In March, when I was eight months pregnant, I was asked to be the District Camp Director. (That’s the equivalent of Stake Camp Director, only on a smaller scale. I’ve decided, however, if I’m going to prepare camp for a dozen girls I might as well prepare camp for 200; you just buy more stuff!) As you can imagine, I was in no shape—mental or physical—to put together camp after Jed was born. I could barely get the laundry done and dinner on the table. Sister Schank, the Young Women’s District President, pushed me though because she truly needed me. No Young Women’s leader in the entire district had ever been to camp before as a teenager. I was the one with the “experience”.
Well, planning camp was an experience for sure! As camp approached, I was stressed to the max and running around town like a chicken with my head cut off. Poor Jed. I had never planned anything on a scale this large before in my life and I felt so unorganized with a baby always in one arm. Worse still, is that the district comprises a massive area and communication and adult interest in camp is always minimal. It was just going to be three of us throwing it all together: Sister Schank, Sister Lawrence and myself. Sister Schank and Sister Lawrence took care of the food and the logistics like toilet paper and tables. I took care of the rest. Okay, let's face it. Sister Schank took on the most. I couldn’t have done it without those two women!
Girls’ Camp was July 27th – 30th. It was a better week than I ever imagined! I can’t believe it all came together so well! Camp centered around a rustic cabin with no electricity, a cute outhouse, and fire pit. Only nine young women total attended, plus a few more girls of all ages rotating through when their mothers came to help. Luckily, I’d bought extras of everything. We didn’t get to all the activities I’d planned because with just nine girls it was easy to read their mood. We did whatever, whenever! We did crafts, made blue bird houses, visited the VIC’s center, and swam in Horseshoe Pond. The food was astounding! We ate and ate and ate again. And it was all so delicious and healthy! I think I gained a pound or two.
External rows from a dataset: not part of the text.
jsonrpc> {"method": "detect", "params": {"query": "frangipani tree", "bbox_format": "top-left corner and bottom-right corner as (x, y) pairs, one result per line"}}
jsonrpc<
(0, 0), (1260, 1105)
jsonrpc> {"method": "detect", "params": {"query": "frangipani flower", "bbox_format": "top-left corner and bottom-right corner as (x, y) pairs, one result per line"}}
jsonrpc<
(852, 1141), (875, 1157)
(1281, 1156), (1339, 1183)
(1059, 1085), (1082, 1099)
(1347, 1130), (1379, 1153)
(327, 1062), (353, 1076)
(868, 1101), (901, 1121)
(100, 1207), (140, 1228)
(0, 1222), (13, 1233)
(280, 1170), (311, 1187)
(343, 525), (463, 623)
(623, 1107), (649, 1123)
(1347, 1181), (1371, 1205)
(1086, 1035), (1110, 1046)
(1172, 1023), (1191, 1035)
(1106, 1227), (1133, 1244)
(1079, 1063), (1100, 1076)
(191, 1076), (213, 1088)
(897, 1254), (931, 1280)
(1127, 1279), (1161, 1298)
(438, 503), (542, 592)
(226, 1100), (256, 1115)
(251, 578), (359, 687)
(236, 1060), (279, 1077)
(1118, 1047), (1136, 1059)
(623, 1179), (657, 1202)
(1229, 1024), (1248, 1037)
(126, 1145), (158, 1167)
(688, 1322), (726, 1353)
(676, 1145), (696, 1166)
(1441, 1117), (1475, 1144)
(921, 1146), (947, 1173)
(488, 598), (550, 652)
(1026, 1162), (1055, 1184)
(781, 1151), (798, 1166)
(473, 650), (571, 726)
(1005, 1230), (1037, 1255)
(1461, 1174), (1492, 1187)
And yes, Jed came to camp with me. Many women told me they would not have even attempted to camp with such a tiny baby. Frankly, I didn’t have a choice; I was bulldozed into going. But we survived with a few mosquito bites to show for it. Our saving grace was the camper Jed and I slept in. It helped keep us more comfortable and warm, although I can’t say I slept too well because I was always worrying about Jed’s temperature! It was just above freezing one night! But Jed loved all the attention the girls gave him. The little flirt. He’s a lady slayer in training.
There was a spirit of sisterhood and service at camp. I realized that every single woman and young woman there is a convert or parents are converts to the Church. I thought about the lifestyle changes and sacrifices these girls have made and continue to make in the world they live in. They are so strong! So much stronger than I ever was as a teenager. I was impressed. I’m glad I went after all.
So what have I learned? I've learned how to put together a big event and have ideas of what to do better next year. I have also concluded that Bron and I are simply adults now with real responsibilities for the first time. Growing up often comes with growing pains. However, I feel like we've been thrown to the wolves here in this dinky district. BUT I am needed here very much, whether I like it or not. And most importantly, sometimes I must “feed the sheep” instead of being fed myself.
I appreciate what my leaders did for me so much more now!